Ce soir là, Elaine, se sent assurée de la valeur de ses sentiments. Elle rejoint - dit-elle – l'accomplissement de l'amour courtois. Au-delà de ce qui semble interdit, il intègre une vision chrétienne pour dépasser le simple désir charnel. Les deux amants, ont d'abord privilégié la parole, le serment, la noblesse des sentiments, la conduite généreuse, la politesse, et le langage. A la Dame, de décider l'entrée progressive de la sensualité, l’utilisation de l'exercice érotique avec sa grammaire faite de baisers, de caresses, de discussions libertines, et d'étreintes qui cherchent à éviter l’adultère et l’acte sexuel ; ou non....

Ce soir là, Elaine invite Lancelot dans sa chambre. Il y a encore quelques semaines ; elle aurait pensé mourir de honte, à se voir dans les bras d'un homme... Ce soir là c'est la honte qui meurt. Elle s'accepte sensuelle, et se réalise dans sa sensualité nue et sans honte.

Lancelot est alors bouleversé... C'est soudain la beauté de ce corps qu'il découvre... Cette beauté s'offre dans la nudité de la femme qui a besoin d'être plus que soi et de goûter l'union...

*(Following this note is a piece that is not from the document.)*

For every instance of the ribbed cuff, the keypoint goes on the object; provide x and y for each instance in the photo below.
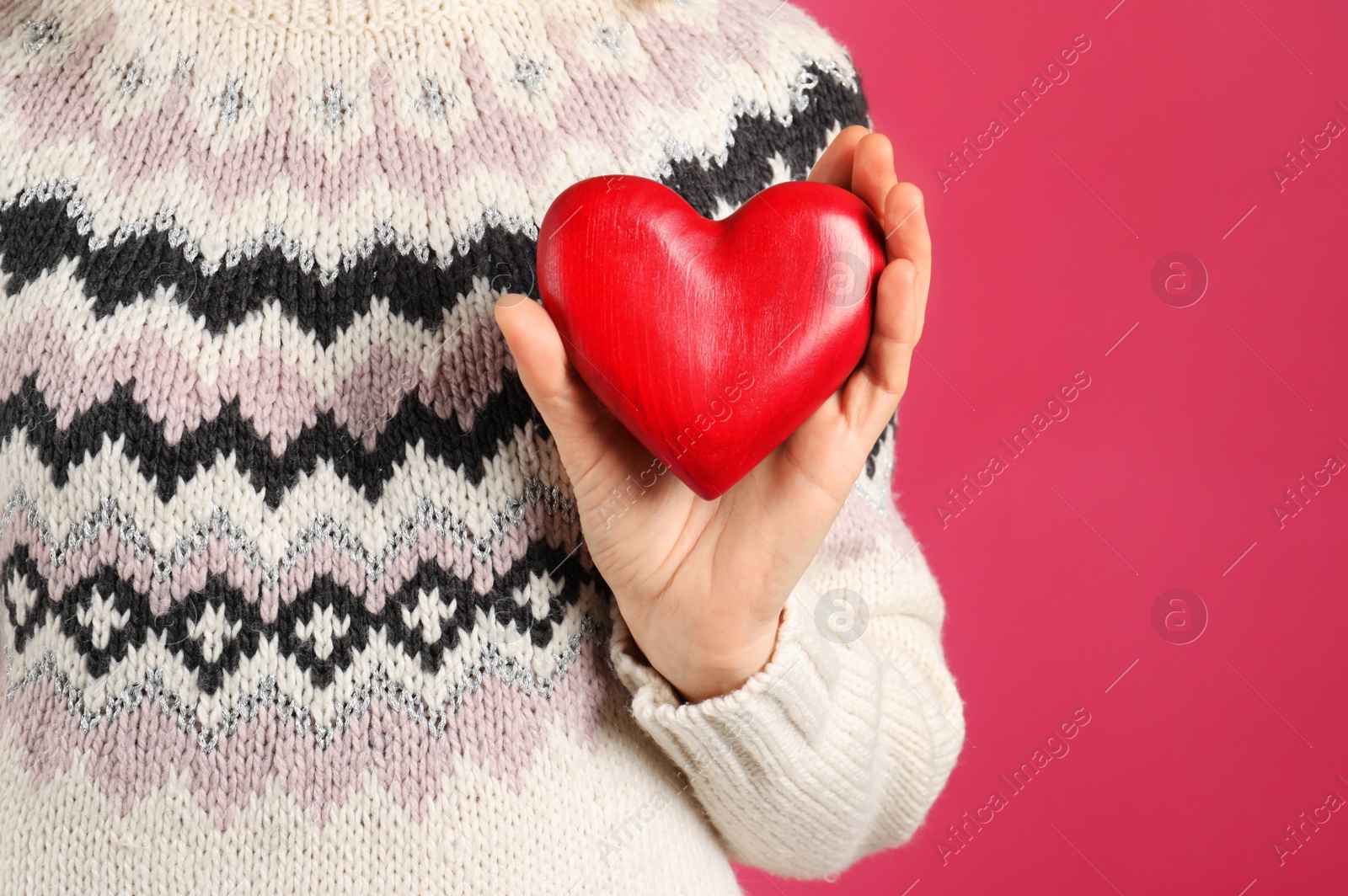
(792, 691)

Les conférences de la dernière semaine sont plus difficiles à suivre... De plus, les sujets traités, dans les conférences, sont assez techniques, exigent des connaissances spéciales en jurisprudence et sciences sociales...

Avant la clôture de la Rencontre, une dernière excursion rassemble professeurs et étudiants. La compagnie des Chemins de fer rhétiques ( RhB ) offre en effet aux participants un aller-retour à Saint- Moritz, initiative fort appréciée malgré une météo peu favorable.